The agency directly charged with overseeing the campaign is the Central Commission for Discipline Inspection (CCDI), which, at the time of the campaign, was headed by Secretary Wang Qishan, a politician known for his work in the financial sector and one of the seven members of the Politburo Standing Committee of the Communist Party. Wang was in charge of the day-to-day execution of the campaign. The CCDI's official mandate is to enforce party discipline, combat malfeasance, and punish party members for committing offenses. The CCDI is an internal agency of the party and therefore does not have judicial authority.

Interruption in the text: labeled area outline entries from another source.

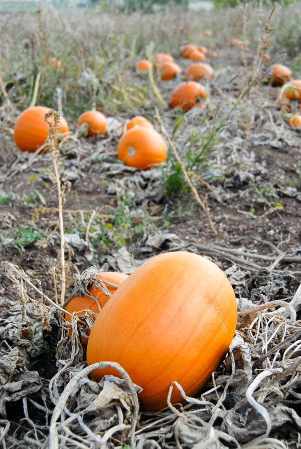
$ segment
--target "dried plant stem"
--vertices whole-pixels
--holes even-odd
[[[3,81],[3,77],[2,76],[2,73],[0,71],[0,88],[1,89],[1,92],[2,92],[2,94],[4,98],[6,99],[6,101],[7,102],[9,106],[12,106],[12,103],[11,102],[11,100],[10,100],[10,97],[9,97],[9,94],[6,91],[6,89],[5,88],[5,86],[4,85],[4,82]]]
[[[65,262],[65,238],[64,236],[64,218],[63,217],[63,194],[61,188],[61,180],[58,169],[57,159],[54,151],[52,152],[52,160],[58,190],[59,221],[60,223],[60,237],[61,239],[61,304],[65,302],[66,292],[66,270]]]
[[[245,86],[245,87],[241,92],[240,94],[238,96],[238,98],[236,100],[236,101],[232,106],[229,112],[228,113],[226,120],[228,120],[229,119],[233,111],[234,110],[234,109],[236,109],[236,108],[237,108],[242,99],[247,95],[247,94],[248,94],[250,92],[252,88],[256,85],[258,83],[259,83],[259,81],[260,81],[263,78],[263,77],[261,75],[260,71],[261,63],[262,62],[262,50],[263,49],[264,49],[265,50],[266,49],[267,45],[267,43],[268,42],[268,36],[273,30],[273,29],[271,27],[271,21],[272,20],[272,17],[273,16],[273,14],[274,14],[274,12],[275,11],[275,8],[276,4],[275,4],[272,9],[271,14],[269,15],[269,17],[264,28],[265,33],[261,38],[261,45],[258,51],[258,54],[259,55],[260,55],[260,56],[259,57],[259,60],[256,66],[256,73],[253,76],[253,79],[252,80],[250,84],[248,86]]]
[[[49,303],[50,305],[53,306],[54,307],[55,307],[60,312],[62,312],[64,314],[67,314],[67,315],[69,315],[69,316],[72,317],[72,314],[68,312],[67,310],[65,310],[64,309],[63,309],[62,307],[61,307],[60,306],[59,306],[54,301],[53,301],[52,299],[45,295],[42,290],[40,290],[40,289],[38,288],[38,287],[35,285],[34,284],[31,282],[27,275],[26,275],[24,273],[23,273],[19,267],[17,265],[14,265],[13,264],[12,264],[11,262],[9,262],[6,266],[6,273],[7,276],[10,279],[14,281],[14,279],[13,279],[13,277],[12,276],[11,272],[15,272],[18,275],[25,281],[27,284],[28,284],[32,288],[33,288],[34,290],[35,290],[39,295],[41,295],[41,298],[47,302]],[[11,270],[11,272],[10,271]]]
[[[150,85],[153,88],[153,90],[155,92],[155,95],[160,102],[164,109],[167,109],[167,105],[162,98],[162,96],[159,92],[159,90],[157,87],[157,85],[155,81],[155,79],[154,78],[154,71],[153,70],[153,66],[152,65],[152,64],[149,64],[149,66],[148,66],[148,78],[149,79],[149,82],[150,83]]]
[[[170,145],[171,148],[173,150],[173,152],[176,157],[176,158],[179,162],[179,163],[180,164],[181,169],[183,172],[183,174],[184,175],[184,177],[186,180],[186,182],[189,185],[190,188],[191,189],[191,191],[192,192],[192,194],[194,196],[195,198],[198,201],[205,213],[206,213],[208,220],[209,220],[209,223],[210,223],[210,226],[211,227],[211,229],[214,233],[216,236],[217,235],[218,233],[216,230],[215,229],[215,227],[214,226],[214,224],[211,219],[211,217],[210,216],[210,214],[209,211],[208,210],[207,207],[206,205],[205,202],[203,201],[200,195],[199,195],[199,193],[196,189],[195,185],[194,184],[193,181],[191,179],[191,176],[189,175],[189,174],[187,172],[186,169],[185,168],[185,166],[183,161],[182,161],[180,154],[179,154],[176,146],[172,140],[170,136],[167,132],[164,126],[163,126],[163,123],[162,122],[162,120],[159,114],[159,112],[157,108],[156,108],[156,118],[157,121],[159,124],[159,126],[160,127],[160,130],[162,134],[165,136],[165,138],[168,141],[169,145]]]
[[[59,222],[60,227],[60,237],[61,240],[61,305],[65,303],[66,293],[66,264],[65,260],[65,238],[64,235],[64,218],[63,217],[63,203],[65,197],[65,189],[62,188],[61,179],[58,167],[58,159],[59,149],[57,147],[58,129],[60,120],[60,113],[51,110],[45,114],[45,121],[49,125],[49,137],[47,142],[48,143],[52,155],[52,161],[54,169],[54,180],[56,184],[58,192],[58,206],[59,212]]]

In general, the CCDI investigates officials and, when necessary, forwards evidence gathered to judicial organs, such as the Supreme People's Procuratorate (in charge of investigation and prosecution), who proceeds to charge the accused with criminal wrongdoing and move the case to trial.
While the CCDI formally reports into the Party Congress, nominally the highest representative body of the party which gathers once every five years, and is intended to be an 'independent' agency from a constitutional standpoint, in practice ultimate oversight of the agency falls under the purview of Xi Jinping by virtue of holding the office of General Secretary (i.e., de facto leader). Xi, who is also President, also directs anti-graft efforts of the military through his holding the office of Chairman of the Central Military Commission (i.e., commander-in-chief). The majority of reporting on the campaign by media sources have highlighted Xi Jinping's direct involvement in managing the campaign, which has become a central hallmark of his term in office. However, formal disciplinary measures meted out to high-ranking officials such as former Politburo members must undergo ratification by the sitting Politburo.

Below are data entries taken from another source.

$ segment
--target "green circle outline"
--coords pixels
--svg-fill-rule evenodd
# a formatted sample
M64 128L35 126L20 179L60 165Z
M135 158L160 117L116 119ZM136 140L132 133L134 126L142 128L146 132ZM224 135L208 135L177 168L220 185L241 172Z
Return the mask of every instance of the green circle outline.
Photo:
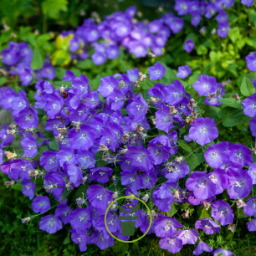
M149 226L148 226L147 230L146 231L146 233L145 233L141 237L140 237L140 238L137 238L137 239L131 240L131 241L125 241L125 240L121 240L121 239L119 239L119 238L117 238L116 237L115 237L115 236L112 234L112 233L110 231L110 229L109 229L109 228L108 228L108 225L107 225L107 223L106 223L106 216L107 216L107 213L108 213L109 210L110 210L110 207L116 201L118 201L118 200L120 200L120 199L122 199L122 198L127 198L127 197L129 197L129 198L135 198L135 199L137 199L137 200L139 200L140 202L141 202L146 206L146 209L148 210L148 212L149 212L149 213L150 213L150 224L149 224ZM110 203L109 207L107 207L107 209L106 209L106 211L105 211L105 212L104 222L105 222L105 226L107 231L108 231L108 233L110 234L110 236L111 236L113 238L115 238L115 239L116 239L116 240L118 240L118 241L120 241L120 242L123 242L123 243L135 243L135 242L137 242L137 241L141 240L141 238L143 238L147 234L147 233L149 232L149 230L150 230L150 228L151 228L151 224L152 224L152 215L151 215L151 209L149 208L149 207L148 207L148 206L146 204L146 202L143 202L141 199L140 199L140 198L138 198L138 197L133 197L133 196L125 196L125 197L118 197L118 198L116 198L115 200L114 200L112 202Z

Coordination of anti-corruption efforts in the provinces and state-owned enterprises have been carried out by "central inspection teams" (中央巡视组), which reports to the Central Leading Group for Inspection Work, which like the CCDI is also led by Wang Qishan. The inspection teams are typically 'stationed' for a few months at the organization they were tasked with overseeing, and are in charge of thorough audits into the conduct of officials and organizational practices. The inspection teams sends the results of the audits to the CCDI to enact formal investigative procedures such as Shuanggui (the practice of detaining individual party members for investigation).
The proposed constitutional changes published on February 25 envision the creation of a new anti-graft state agency that merges the Central Commission for Discipline Inspection and various anti-corruption government departments. The thus formed National Supervisory Commission will be the highest supervisory body in the country, and will be a cabinet-level organization outranking courts and the office of the prosecutor.